Re: BTI interaction between seccomp filters in systemd and glibc mprotect calls, causing service failures
From: Topi Miettinen <hidden>
Date: 2020-10-22 10:39:30
Also in:
lkml
On 22.10.2020 10.54, Szabolcs Nagy wrote:
The 10/21/2020 22:44, Jeremy Linton wrote:quoted
There is a problem with glibc+systemd on BTI enabled systems. Systemd has a service flag "MemoryDenyWriteExecute" which uses seccomp to deny PROT_EXEC changes. Glibc enables BTI only on segments which are marked as being BTI compatible by calling mprotect PROT_EXEC|PROT_BTI. That call is caught by the seccomp filter, resulting in service failures.

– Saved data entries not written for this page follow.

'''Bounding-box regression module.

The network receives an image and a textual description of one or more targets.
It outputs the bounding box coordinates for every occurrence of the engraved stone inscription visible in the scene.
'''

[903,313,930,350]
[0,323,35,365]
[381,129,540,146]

So, at the moment one has to pick either denying PROT_EXEC changes, or BTI. This is obviously not desirable. Various changes have been suggested, replacing the mprotect with mmap calls having PROT_BTI set on the original mapping, re-mmapping the segments, implying PROT_EXEC on mprotect PROT_BTI calls when VM_EXEC is already set, and various modification to seccomp to allow particular mprotect cases to bypass the filters. In each case there seems to be an undesirable attribute to the solution. So, whats the best solution?the easy fix in glibc is to ignore mprotect(PROT_BTI|PROT_EXEC) failures, so programs work with seccomp filters, but bti gets disabled (it's unreasonable to expect bti protection if mprotect is filtered). it will be a nasty silent failure though.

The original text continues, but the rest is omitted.